Alex John Quijano
10/06/2021
In the previous lectures, we learned about the following:
Using bootstrapping to estimate a confidence interval of proportions.
The connection of confidence intervals and hypothesis testing.
In this lecture, we will learn about:
Using bootstrapping to estimate a confidence interval of population mean.
More conceptual ideas of the confidence intervals.
A light introduction to the normal distribution.
Housing prices in Ames, Iowa
library(openintro)
prices <- ames %>% select(price)
x_bar <- mean(prices$price)
s <- sd(prices$price)
This is the data with sample size \(n = 2930\).
Sample Statistics
\[\bar{x} = 180796.1 \longrightarrow \text{mean}\] \[s = 79886.69 \longrightarrow \text{standard deviation}\]
The mean is a measure of center.
The standard deviation is a measure of spread.
Let \(\mu\) be the unknown population mean, which is the true mean of house prices.
Objective: Estimate \(\mu\) using a 95% confidence interval.
Method: Use the bootstrapping method to calculate the 95% condifence interval
The two methods to compute the confidence interval is using the percentile method or using the standard error method.
We can use the infer
package in R to automate this procedure.
set.seed(5)
ci_95 <- prices %>%
specify(response = price) %>%
generate(reps = 10000, type = "bootstrap") %>%
calculate(stat = "mean") %>%
get_ci(level = 0.95, type="percentile")
print(ci_95)
#> # A tibble: 1 × 2
#> lower_ci upper_ci
#> <dbl> <dbl>
#> 1 177953. 183752.
The 95% CI for the housing prices is \((177953,183752)\). We are 95% confident that the true mean house sale price is in between $177953 and $183752. Here, we are using the percentile method.
If you take large random samples from the same population repeatedly and calculate 95 percent confidence intervals for the population mean, approximately 95 percent of the intervals should contain the true population mean of house prices.

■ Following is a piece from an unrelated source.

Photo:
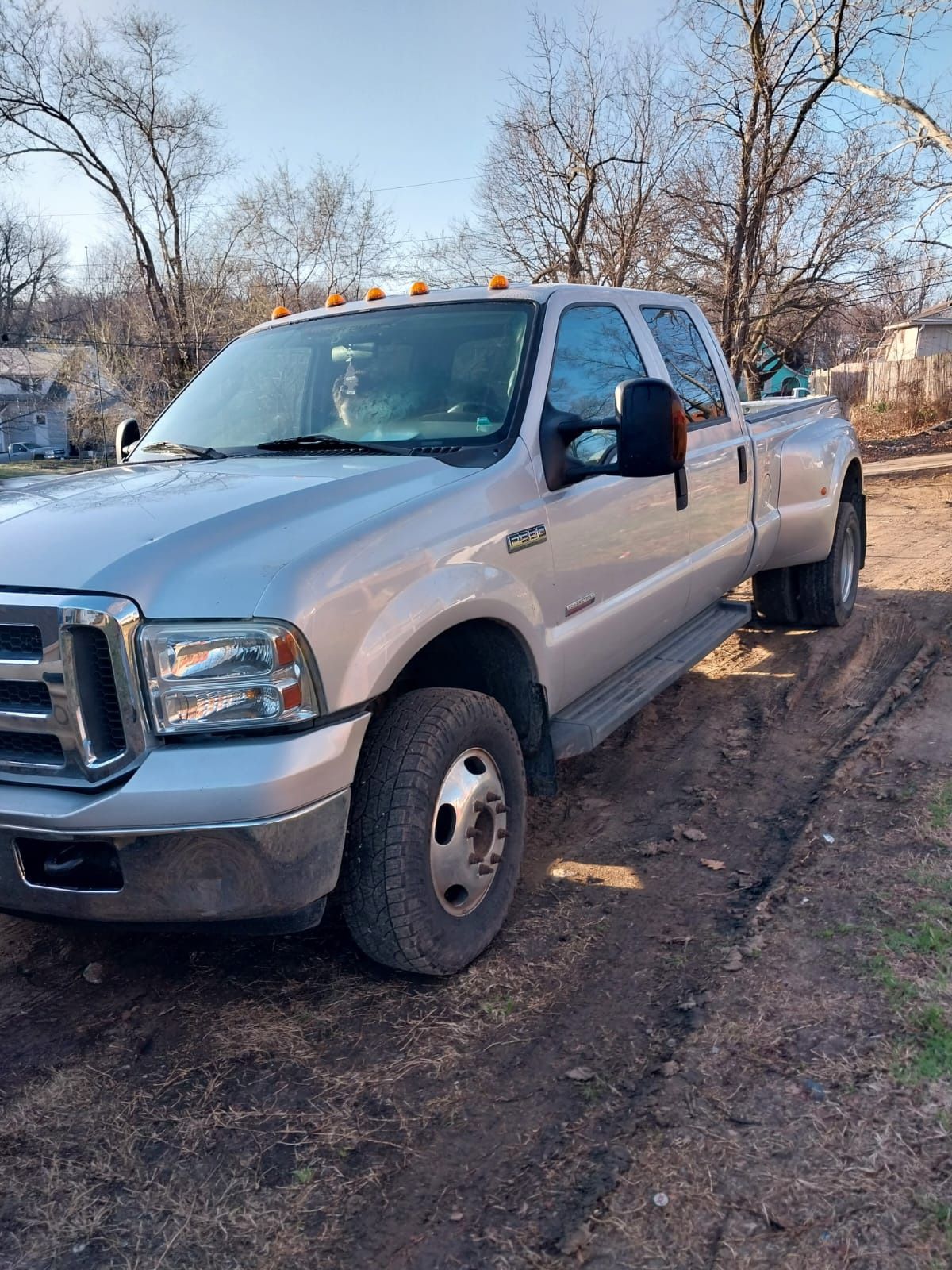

\[p \longrightarrow \text{population proportion}\]
\[\hat{p} \longrightarrow \text{sample proportion}\]
The theoretical distribution of proportions can be modeled using a binomial probability mass function (pmf).
\[\mu \longrightarrow \text{population mean}\]
\[\bar{x} \longrightarrow \text{sample mean}\]
The theoretical distribution of means can be modeled using a normal probability density function (pdf).
Note that the binomial pmf can be approximated using a normal pdf.
In this lecture we talked about:
Confidence intervals with bootstrapping of means.
Steps of bootstrapping
Population Proportions and Population means.
In the next lecture, we will talk about:
Today, we are going to watch one of these videos and discuss among your group members about the video and relate the video to the things we have learned this week and since the beginning of this course.
Regression to the Mean
Galton Board and the Regression to the Mean
Note: Francis Galton was the inventor of the Galton Board (Quincunx) to demonstrate regression toward the mean. Although some of the Galton’s statistical ideas are okay, some of Francis Galton’s ideas was problematic and you can ask me why outside of class.